At present, the present electric vehicles do not have the required 40-kilowatt to 50-kilowatt battery power to be able to navigate steep roads which are mostly located in various parts of the city due to its mountainous terrain.
Further, e-jeeps also need around 36-kilowatt hour battery size or type and with higher power and higher density to be able to traverse the terrain as these are not found in the available electric vehicles in the market.
Biona, a mechanical engineering professor of the De La Salle University, admitted having driven through 3 routes in the city recently and recorded engine stresses and long travel duration which are endured by the traditional jeepneys travelling the same routes daily.
According to him, e-jeepneys should be outfitted appropriately for mountain road stresses so that electric mass transport could be adopted in the entire region in the future.
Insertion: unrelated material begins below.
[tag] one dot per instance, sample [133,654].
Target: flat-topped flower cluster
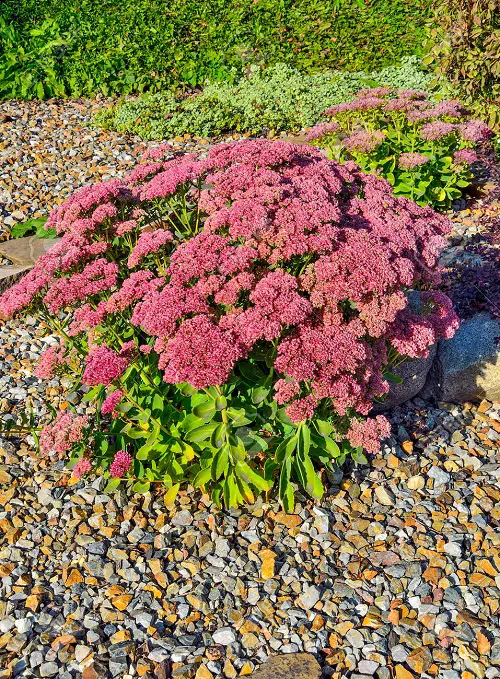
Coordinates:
[236,315]
[423,148]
Initially, an e-jeepney costs around P2 million but operators need up to more than P3 million to include the appropriate modifications that will make electric vehicles suitable for mountain road use.
He suggested that the public utility vehicle modernization program of the Department of Transportation (DOTR) could be tapped by the concerned sector to facilitate loans and other funds for the purchase of a fleet of e-jeepneys and for the possible modification of the e-jeepneys to be make them suitable for the peculiar terrain of the city.
Time and again, e-jeepneys and e-cars had been pilot tested along major routes in the city over the past several months but these had not evidently been feasible during the conduct of the tests.
Electric vehicles had been proposed as an alternative to the use of traditional jeepneys to help in improving the current state of the environment by reducing pollutants in the city’s air.